In our case, despite having FAS configured correctly per Citrix documentation (both Citrix Docs and the multi-forest blog references earlier), we continued to run into “failed to launch xxxx” errors related to FAS in StoreFront’s event viewer (error code 28) when launching applications. Note that this event covers various error conditions, and in our case it was an “unknown error”. Fun!
This was also accompanied by event ID 1, corresponding to an “access denied” response received from FAS.
This generally means we need to check out FAS’s event logs to get the real scoop on what’s going on. And we found correlated errors to the above event, in form of event\error code 102; “Exception: The encryption type requested is not supported by the KDC”.
We spent some time combing through the environment to determine if Kerberos had been hardened in some fashion as to create such an error. No group policies within the environment were found to be hardening Kerberos and looked default. We did not take the time to investigate the encryption configurations on the servers as the customer felt these too had not been hardened, but it would have been a logical step as we were clearly dealing with an anomalous situation.
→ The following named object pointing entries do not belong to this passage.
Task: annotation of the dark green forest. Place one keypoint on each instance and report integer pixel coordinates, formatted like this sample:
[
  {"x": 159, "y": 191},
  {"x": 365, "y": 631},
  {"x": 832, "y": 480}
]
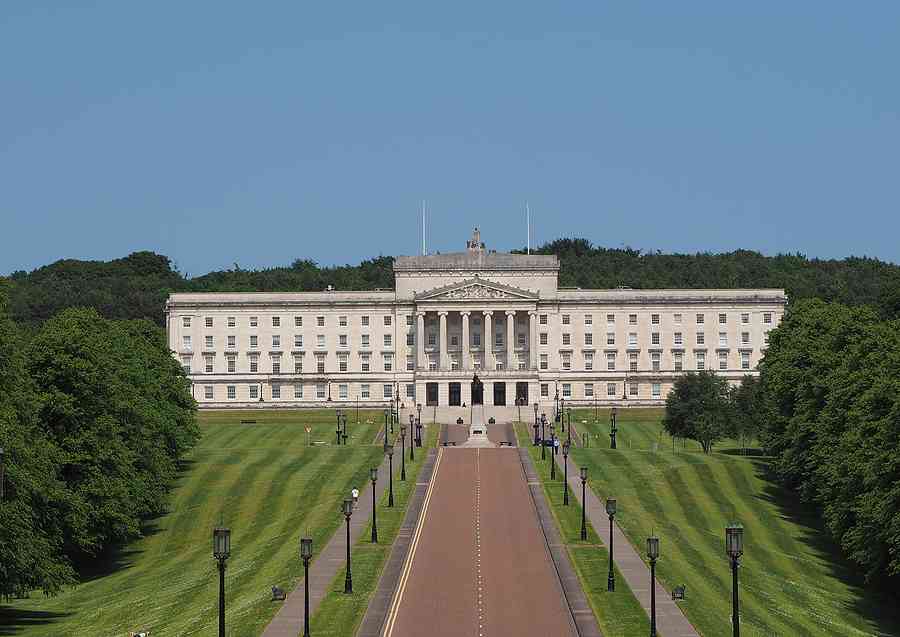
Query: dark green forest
[{"x": 136, "y": 286}]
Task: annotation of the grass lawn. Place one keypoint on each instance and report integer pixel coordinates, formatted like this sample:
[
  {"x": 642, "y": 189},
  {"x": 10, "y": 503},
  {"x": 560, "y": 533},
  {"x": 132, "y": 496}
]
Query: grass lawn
[
  {"x": 340, "y": 614},
  {"x": 262, "y": 481},
  {"x": 618, "y": 613},
  {"x": 793, "y": 580}
]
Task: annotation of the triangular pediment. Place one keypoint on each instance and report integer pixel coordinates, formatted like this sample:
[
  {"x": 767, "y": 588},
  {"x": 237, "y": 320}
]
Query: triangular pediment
[{"x": 476, "y": 288}]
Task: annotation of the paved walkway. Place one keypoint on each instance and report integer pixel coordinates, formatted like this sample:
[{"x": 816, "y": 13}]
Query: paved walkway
[
  {"x": 288, "y": 622},
  {"x": 670, "y": 620}
]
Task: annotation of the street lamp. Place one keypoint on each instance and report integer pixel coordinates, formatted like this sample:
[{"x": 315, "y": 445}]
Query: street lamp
[
  {"x": 611, "y": 512},
  {"x": 734, "y": 548},
  {"x": 306, "y": 555},
  {"x": 403, "y": 452},
  {"x": 373, "y": 475},
  {"x": 390, "y": 449},
  {"x": 221, "y": 551},
  {"x": 612, "y": 428},
  {"x": 348, "y": 511},
  {"x": 583, "y": 502},
  {"x": 653, "y": 554}
]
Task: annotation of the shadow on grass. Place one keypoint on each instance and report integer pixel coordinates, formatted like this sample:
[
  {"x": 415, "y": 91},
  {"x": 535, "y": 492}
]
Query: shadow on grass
[
  {"x": 875, "y": 604},
  {"x": 15, "y": 620}
]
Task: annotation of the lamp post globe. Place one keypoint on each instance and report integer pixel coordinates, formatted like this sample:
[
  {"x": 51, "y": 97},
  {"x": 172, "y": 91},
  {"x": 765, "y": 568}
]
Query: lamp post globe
[
  {"x": 734, "y": 548},
  {"x": 653, "y": 555}
]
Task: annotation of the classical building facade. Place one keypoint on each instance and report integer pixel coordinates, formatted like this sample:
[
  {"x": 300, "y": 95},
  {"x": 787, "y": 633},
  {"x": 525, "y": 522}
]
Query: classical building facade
[{"x": 452, "y": 316}]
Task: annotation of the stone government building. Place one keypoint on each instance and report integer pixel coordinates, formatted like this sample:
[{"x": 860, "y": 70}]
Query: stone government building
[{"x": 498, "y": 315}]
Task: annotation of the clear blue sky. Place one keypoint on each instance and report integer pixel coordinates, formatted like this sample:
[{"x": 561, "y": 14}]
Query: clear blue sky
[{"x": 257, "y": 133}]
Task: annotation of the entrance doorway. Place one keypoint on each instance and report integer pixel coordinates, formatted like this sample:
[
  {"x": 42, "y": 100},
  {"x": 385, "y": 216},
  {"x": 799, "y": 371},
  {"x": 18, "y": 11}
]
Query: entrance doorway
[
  {"x": 455, "y": 395},
  {"x": 522, "y": 393},
  {"x": 431, "y": 394},
  {"x": 500, "y": 394}
]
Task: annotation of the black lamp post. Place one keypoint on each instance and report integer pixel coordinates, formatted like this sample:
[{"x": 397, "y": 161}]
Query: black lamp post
[
  {"x": 221, "y": 551},
  {"x": 348, "y": 511},
  {"x": 373, "y": 474},
  {"x": 552, "y": 451},
  {"x": 653, "y": 554},
  {"x": 734, "y": 547},
  {"x": 583, "y": 503},
  {"x": 305, "y": 555},
  {"x": 611, "y": 512},
  {"x": 390, "y": 449},
  {"x": 403, "y": 452}
]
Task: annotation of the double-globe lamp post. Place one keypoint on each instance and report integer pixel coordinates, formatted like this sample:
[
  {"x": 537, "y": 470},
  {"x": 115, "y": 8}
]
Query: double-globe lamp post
[
  {"x": 373, "y": 474},
  {"x": 221, "y": 551},
  {"x": 734, "y": 547},
  {"x": 653, "y": 554},
  {"x": 306, "y": 555},
  {"x": 611, "y": 512}
]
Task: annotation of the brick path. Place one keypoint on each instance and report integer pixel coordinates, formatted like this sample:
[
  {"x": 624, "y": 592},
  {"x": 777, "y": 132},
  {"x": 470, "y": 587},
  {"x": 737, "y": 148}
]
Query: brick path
[{"x": 670, "y": 620}]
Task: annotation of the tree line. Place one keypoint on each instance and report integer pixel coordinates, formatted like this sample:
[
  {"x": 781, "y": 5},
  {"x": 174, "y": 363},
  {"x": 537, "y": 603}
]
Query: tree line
[
  {"x": 137, "y": 286},
  {"x": 95, "y": 415},
  {"x": 826, "y": 408}
]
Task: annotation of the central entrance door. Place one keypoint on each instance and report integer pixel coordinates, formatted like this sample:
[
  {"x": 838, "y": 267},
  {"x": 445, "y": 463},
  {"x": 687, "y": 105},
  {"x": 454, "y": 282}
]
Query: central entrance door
[
  {"x": 455, "y": 395},
  {"x": 499, "y": 394}
]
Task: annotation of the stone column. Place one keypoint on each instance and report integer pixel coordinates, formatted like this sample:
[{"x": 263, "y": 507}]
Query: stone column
[
  {"x": 532, "y": 340},
  {"x": 510, "y": 338},
  {"x": 420, "y": 341},
  {"x": 466, "y": 358},
  {"x": 444, "y": 359},
  {"x": 488, "y": 341}
]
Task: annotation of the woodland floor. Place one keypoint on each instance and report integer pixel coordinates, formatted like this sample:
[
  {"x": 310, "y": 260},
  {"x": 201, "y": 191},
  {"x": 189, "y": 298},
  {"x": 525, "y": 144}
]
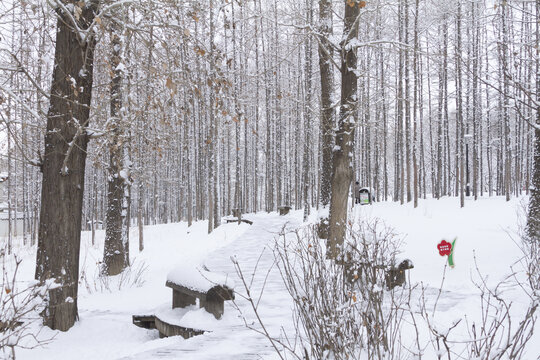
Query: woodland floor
[{"x": 486, "y": 230}]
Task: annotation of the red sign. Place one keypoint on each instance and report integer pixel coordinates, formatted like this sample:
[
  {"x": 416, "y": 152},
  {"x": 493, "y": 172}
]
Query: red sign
[{"x": 445, "y": 248}]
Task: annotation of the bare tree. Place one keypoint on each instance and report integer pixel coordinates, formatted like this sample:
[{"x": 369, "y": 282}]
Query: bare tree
[{"x": 64, "y": 160}]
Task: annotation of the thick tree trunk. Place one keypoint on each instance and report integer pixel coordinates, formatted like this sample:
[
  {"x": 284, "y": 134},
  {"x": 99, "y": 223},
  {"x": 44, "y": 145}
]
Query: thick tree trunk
[
  {"x": 63, "y": 167},
  {"x": 342, "y": 161}
]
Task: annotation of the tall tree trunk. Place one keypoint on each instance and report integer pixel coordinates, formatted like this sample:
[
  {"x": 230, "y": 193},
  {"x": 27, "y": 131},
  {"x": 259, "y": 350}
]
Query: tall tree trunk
[
  {"x": 533, "y": 221},
  {"x": 64, "y": 164},
  {"x": 342, "y": 161},
  {"x": 116, "y": 249},
  {"x": 327, "y": 85}
]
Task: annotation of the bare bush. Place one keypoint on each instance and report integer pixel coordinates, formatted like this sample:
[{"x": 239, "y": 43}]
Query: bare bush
[
  {"x": 342, "y": 309},
  {"x": 20, "y": 304}
]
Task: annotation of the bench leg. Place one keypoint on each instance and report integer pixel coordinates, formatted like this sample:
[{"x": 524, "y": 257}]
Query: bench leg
[{"x": 214, "y": 307}]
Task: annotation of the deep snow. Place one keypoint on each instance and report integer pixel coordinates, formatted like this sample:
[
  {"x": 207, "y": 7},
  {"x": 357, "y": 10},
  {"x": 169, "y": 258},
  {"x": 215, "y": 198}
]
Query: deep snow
[{"x": 486, "y": 229}]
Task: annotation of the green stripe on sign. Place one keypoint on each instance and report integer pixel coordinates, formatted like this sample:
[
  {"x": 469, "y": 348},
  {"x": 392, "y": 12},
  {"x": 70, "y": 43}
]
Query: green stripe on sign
[{"x": 451, "y": 256}]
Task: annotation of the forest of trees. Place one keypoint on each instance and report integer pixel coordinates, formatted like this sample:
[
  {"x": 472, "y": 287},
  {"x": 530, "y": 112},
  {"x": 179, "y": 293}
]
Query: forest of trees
[{"x": 185, "y": 110}]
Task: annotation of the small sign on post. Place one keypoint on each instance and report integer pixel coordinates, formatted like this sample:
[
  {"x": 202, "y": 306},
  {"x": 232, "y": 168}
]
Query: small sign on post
[{"x": 445, "y": 248}]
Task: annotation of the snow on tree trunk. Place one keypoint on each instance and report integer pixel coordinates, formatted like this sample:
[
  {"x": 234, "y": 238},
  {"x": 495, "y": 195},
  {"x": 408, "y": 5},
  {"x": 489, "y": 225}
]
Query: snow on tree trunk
[
  {"x": 116, "y": 249},
  {"x": 342, "y": 161},
  {"x": 64, "y": 164}
]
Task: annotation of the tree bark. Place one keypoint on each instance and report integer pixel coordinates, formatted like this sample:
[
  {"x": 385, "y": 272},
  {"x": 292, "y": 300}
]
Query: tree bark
[
  {"x": 64, "y": 165},
  {"x": 342, "y": 161},
  {"x": 116, "y": 249},
  {"x": 327, "y": 85}
]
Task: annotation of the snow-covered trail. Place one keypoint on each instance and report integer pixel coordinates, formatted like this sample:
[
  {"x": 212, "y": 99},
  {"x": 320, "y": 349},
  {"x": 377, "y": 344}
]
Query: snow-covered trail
[{"x": 234, "y": 340}]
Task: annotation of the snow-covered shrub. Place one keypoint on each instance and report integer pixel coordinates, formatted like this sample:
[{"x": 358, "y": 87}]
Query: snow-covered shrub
[
  {"x": 342, "y": 308},
  {"x": 20, "y": 305},
  {"x": 132, "y": 276}
]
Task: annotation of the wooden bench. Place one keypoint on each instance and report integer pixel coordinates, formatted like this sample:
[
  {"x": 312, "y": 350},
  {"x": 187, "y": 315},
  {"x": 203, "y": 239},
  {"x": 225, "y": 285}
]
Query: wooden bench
[
  {"x": 190, "y": 284},
  {"x": 237, "y": 217},
  {"x": 393, "y": 275},
  {"x": 284, "y": 210},
  {"x": 212, "y": 300}
]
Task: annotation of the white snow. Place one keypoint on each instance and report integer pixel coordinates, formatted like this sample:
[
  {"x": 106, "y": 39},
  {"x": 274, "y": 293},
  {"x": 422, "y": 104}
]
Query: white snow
[
  {"x": 486, "y": 232},
  {"x": 196, "y": 278}
]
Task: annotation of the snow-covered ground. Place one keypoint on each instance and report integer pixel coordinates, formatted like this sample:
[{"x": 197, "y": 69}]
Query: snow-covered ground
[{"x": 486, "y": 229}]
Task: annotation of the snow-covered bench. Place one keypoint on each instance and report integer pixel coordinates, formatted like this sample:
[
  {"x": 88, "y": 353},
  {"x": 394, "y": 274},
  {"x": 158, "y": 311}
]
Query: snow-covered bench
[
  {"x": 394, "y": 275},
  {"x": 191, "y": 283}
]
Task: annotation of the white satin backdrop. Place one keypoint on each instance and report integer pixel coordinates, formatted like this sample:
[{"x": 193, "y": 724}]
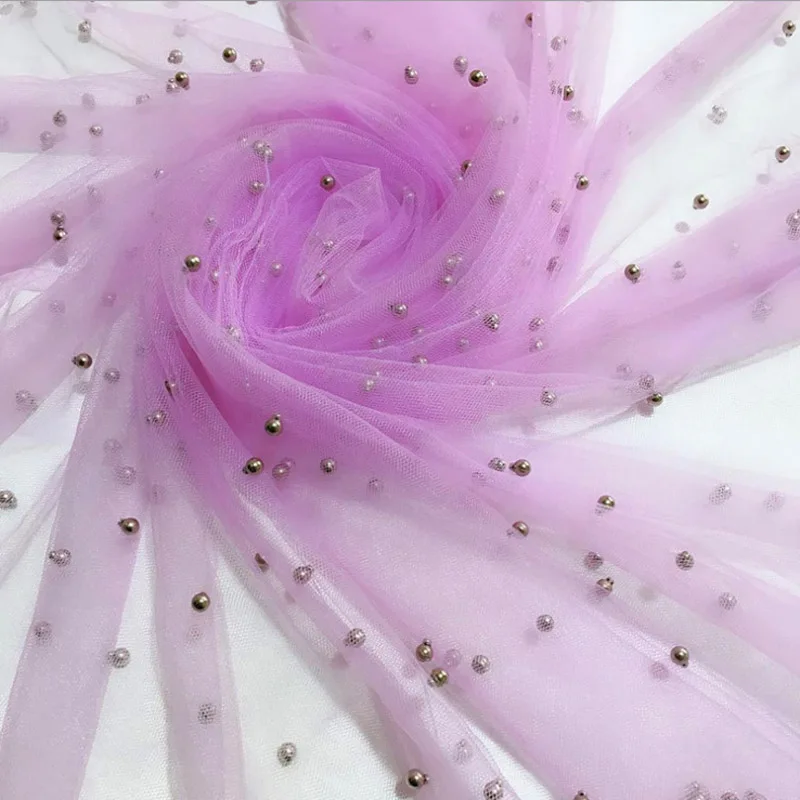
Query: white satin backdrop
[{"x": 282, "y": 692}]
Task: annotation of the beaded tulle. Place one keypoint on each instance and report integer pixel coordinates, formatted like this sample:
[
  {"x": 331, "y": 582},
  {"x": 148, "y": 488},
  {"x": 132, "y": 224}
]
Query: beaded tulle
[{"x": 337, "y": 316}]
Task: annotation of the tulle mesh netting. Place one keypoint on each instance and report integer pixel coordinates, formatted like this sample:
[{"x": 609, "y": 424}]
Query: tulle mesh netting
[{"x": 327, "y": 310}]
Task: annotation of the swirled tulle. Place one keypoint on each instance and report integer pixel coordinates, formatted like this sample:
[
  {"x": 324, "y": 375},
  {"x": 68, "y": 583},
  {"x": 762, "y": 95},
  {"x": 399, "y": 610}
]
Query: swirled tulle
[{"x": 434, "y": 310}]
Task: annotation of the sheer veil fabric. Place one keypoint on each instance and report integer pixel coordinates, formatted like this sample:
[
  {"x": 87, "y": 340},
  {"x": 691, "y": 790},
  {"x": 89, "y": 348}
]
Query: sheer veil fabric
[{"x": 338, "y": 316}]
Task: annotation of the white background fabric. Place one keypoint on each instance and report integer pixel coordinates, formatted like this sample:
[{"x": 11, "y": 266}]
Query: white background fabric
[{"x": 283, "y": 696}]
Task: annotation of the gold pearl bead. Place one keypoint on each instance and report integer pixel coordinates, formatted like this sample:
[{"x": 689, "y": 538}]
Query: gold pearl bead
[
  {"x": 192, "y": 263},
  {"x": 201, "y": 601},
  {"x": 253, "y": 466},
  {"x": 424, "y": 651},
  {"x": 633, "y": 273},
  {"x": 129, "y": 525},
  {"x": 521, "y": 467},
  {"x": 439, "y": 676},
  {"x": 478, "y": 77},
  {"x": 680, "y": 656},
  {"x": 416, "y": 778},
  {"x": 273, "y": 426}
]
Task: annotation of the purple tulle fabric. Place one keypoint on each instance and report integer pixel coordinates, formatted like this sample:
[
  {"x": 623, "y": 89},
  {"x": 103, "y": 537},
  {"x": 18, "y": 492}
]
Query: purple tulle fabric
[{"x": 335, "y": 323}]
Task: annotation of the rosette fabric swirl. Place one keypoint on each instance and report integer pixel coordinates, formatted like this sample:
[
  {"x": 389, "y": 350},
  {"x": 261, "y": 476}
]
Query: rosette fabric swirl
[{"x": 329, "y": 308}]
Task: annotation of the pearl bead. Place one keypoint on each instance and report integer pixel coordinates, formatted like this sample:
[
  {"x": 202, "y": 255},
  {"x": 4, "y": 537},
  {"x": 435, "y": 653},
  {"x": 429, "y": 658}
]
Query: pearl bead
[
  {"x": 606, "y": 584},
  {"x": 521, "y": 467},
  {"x": 606, "y": 502},
  {"x": 439, "y": 676},
  {"x": 119, "y": 658},
  {"x": 273, "y": 426},
  {"x": 494, "y": 790},
  {"x": 192, "y": 263},
  {"x": 545, "y": 623},
  {"x": 478, "y": 77},
  {"x": 302, "y": 575},
  {"x": 8, "y": 500},
  {"x": 481, "y": 664},
  {"x": 680, "y": 656},
  {"x": 253, "y": 466},
  {"x": 61, "y": 557},
  {"x": 424, "y": 651},
  {"x": 460, "y": 64},
  {"x": 201, "y": 601},
  {"x": 287, "y": 753},
  {"x": 411, "y": 75},
  {"x": 416, "y": 778},
  {"x": 129, "y": 525},
  {"x": 521, "y": 528},
  {"x": 355, "y": 638}
]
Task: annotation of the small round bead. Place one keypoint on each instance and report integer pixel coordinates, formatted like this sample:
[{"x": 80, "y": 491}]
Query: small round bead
[
  {"x": 129, "y": 525},
  {"x": 119, "y": 658},
  {"x": 416, "y": 778},
  {"x": 287, "y": 753},
  {"x": 460, "y": 64},
  {"x": 328, "y": 466},
  {"x": 60, "y": 557},
  {"x": 478, "y": 77},
  {"x": 201, "y": 601},
  {"x": 545, "y": 623},
  {"x": 192, "y": 263},
  {"x": 633, "y": 273},
  {"x": 355, "y": 638},
  {"x": 439, "y": 676},
  {"x": 424, "y": 651},
  {"x": 521, "y": 528},
  {"x": 8, "y": 500},
  {"x": 274, "y": 426},
  {"x": 481, "y": 664},
  {"x": 521, "y": 467},
  {"x": 680, "y": 656},
  {"x": 302, "y": 575},
  {"x": 411, "y": 75},
  {"x": 253, "y": 466},
  {"x": 782, "y": 153},
  {"x": 606, "y": 501}
]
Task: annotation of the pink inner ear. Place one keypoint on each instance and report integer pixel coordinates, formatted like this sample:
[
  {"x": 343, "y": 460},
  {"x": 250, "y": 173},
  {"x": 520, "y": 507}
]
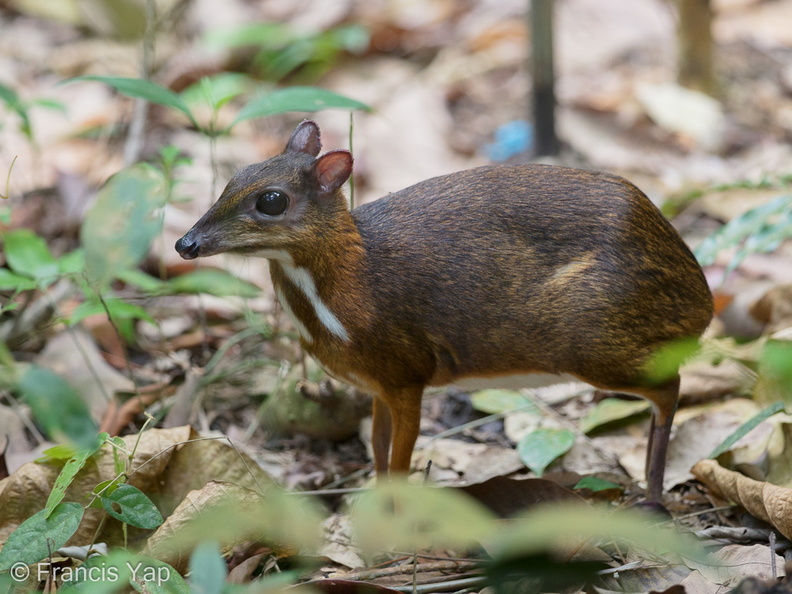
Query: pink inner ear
[{"x": 333, "y": 169}]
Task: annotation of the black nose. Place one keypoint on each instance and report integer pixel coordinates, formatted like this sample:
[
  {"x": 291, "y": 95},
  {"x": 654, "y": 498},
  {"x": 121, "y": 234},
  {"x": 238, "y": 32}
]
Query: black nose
[{"x": 187, "y": 248}]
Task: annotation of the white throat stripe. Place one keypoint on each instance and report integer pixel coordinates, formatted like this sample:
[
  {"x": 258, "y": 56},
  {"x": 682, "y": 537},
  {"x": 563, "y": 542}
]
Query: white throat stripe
[
  {"x": 298, "y": 325},
  {"x": 303, "y": 280}
]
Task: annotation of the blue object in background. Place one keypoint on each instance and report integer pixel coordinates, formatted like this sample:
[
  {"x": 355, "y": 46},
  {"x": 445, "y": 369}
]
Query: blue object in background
[{"x": 510, "y": 140}]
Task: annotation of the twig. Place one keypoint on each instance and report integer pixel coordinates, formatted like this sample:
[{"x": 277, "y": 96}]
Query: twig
[
  {"x": 446, "y": 586},
  {"x": 134, "y": 141},
  {"x": 371, "y": 574}
]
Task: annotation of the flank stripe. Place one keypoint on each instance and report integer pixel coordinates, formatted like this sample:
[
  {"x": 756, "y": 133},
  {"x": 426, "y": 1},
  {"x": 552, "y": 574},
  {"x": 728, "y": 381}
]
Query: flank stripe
[
  {"x": 298, "y": 325},
  {"x": 303, "y": 280}
]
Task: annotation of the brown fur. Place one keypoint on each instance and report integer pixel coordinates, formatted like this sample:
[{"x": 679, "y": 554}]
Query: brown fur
[{"x": 492, "y": 271}]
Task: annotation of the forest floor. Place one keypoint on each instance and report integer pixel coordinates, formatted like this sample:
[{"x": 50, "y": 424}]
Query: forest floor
[{"x": 446, "y": 82}]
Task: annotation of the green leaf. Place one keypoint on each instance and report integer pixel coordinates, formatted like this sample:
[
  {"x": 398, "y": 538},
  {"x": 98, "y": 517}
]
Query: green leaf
[
  {"x": 72, "y": 263},
  {"x": 118, "y": 230},
  {"x": 208, "y": 570},
  {"x": 105, "y": 488},
  {"x": 610, "y": 410},
  {"x": 57, "y": 406},
  {"x": 500, "y": 401},
  {"x": 39, "y": 535},
  {"x": 69, "y": 471},
  {"x": 594, "y": 484},
  {"x": 540, "y": 447},
  {"x": 143, "y": 281},
  {"x": 10, "y": 98},
  {"x": 553, "y": 527},
  {"x": 212, "y": 281},
  {"x": 28, "y": 254},
  {"x": 144, "y": 89},
  {"x": 665, "y": 362},
  {"x": 738, "y": 229},
  {"x": 291, "y": 99},
  {"x": 131, "y": 506},
  {"x": 774, "y": 364},
  {"x": 118, "y": 308},
  {"x": 10, "y": 281},
  {"x": 746, "y": 428},
  {"x": 215, "y": 91}
]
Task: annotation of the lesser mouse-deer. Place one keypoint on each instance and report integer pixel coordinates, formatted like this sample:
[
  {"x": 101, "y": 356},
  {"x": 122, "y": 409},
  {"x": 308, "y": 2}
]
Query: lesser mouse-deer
[{"x": 495, "y": 271}]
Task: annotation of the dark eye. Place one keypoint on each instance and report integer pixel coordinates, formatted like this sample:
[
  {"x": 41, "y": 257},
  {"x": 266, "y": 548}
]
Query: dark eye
[{"x": 272, "y": 203}]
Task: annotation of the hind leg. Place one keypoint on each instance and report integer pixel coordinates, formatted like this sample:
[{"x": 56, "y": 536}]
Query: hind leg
[{"x": 665, "y": 402}]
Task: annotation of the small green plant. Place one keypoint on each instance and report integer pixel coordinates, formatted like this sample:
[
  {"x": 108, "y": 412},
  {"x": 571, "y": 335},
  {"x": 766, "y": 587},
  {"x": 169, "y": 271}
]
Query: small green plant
[
  {"x": 282, "y": 51},
  {"x": 21, "y": 107},
  {"x": 217, "y": 91},
  {"x": 760, "y": 230}
]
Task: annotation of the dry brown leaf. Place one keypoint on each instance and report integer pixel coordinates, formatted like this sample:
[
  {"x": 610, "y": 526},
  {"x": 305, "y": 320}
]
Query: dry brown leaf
[
  {"x": 162, "y": 468},
  {"x": 762, "y": 500},
  {"x": 164, "y": 546},
  {"x": 730, "y": 564},
  {"x": 473, "y": 462}
]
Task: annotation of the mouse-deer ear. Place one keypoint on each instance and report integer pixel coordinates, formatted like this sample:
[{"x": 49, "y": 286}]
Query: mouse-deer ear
[
  {"x": 305, "y": 139},
  {"x": 333, "y": 169}
]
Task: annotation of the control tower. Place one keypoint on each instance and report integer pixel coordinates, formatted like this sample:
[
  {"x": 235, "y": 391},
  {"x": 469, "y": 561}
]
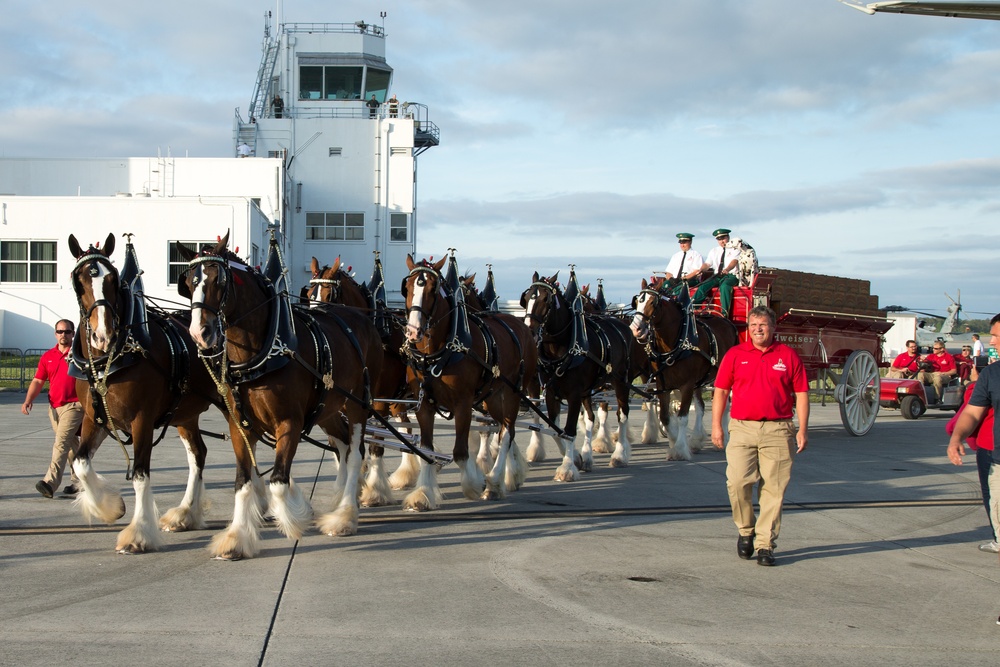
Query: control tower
[{"x": 324, "y": 103}]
Ultimately we turned our attention after input from a colleague within Citrix and customer, to hard setting the permitted Kerberos encryption types in the infrastructure domain. We did so via GPO in “Computer Configuration\Policies\Windows Settings\Security Settings\Local Policies\Security Options\Network security: Configure encryption types allowed for Kerberos”.
We explicitly set all encryption types other than DES, ensured this applied to all components, ran GPUPDATE /FORCE on the infrastructure domain’s Domain Controllers, VDAs, StoreFront, CAs, and FAS servers, restarted KDC service on both user and infra Domain Controllers for good measure. Our intent was to circle back and harden further to just AES and confirm we were still operational. This modified KDC configuration was not required in the user domain.
After running through those steps, we could both log directly into StoreFront and launch resources (as any Store enabled for FAS will make use of the FAS configurations), as well as via Citrix Gateway using SAML successfully, and without further errors.
This is likely an obscure issue not common to most environments (even in multi-forest setups), but do hope it saves the odd person a few hours of troubleshooting in the future.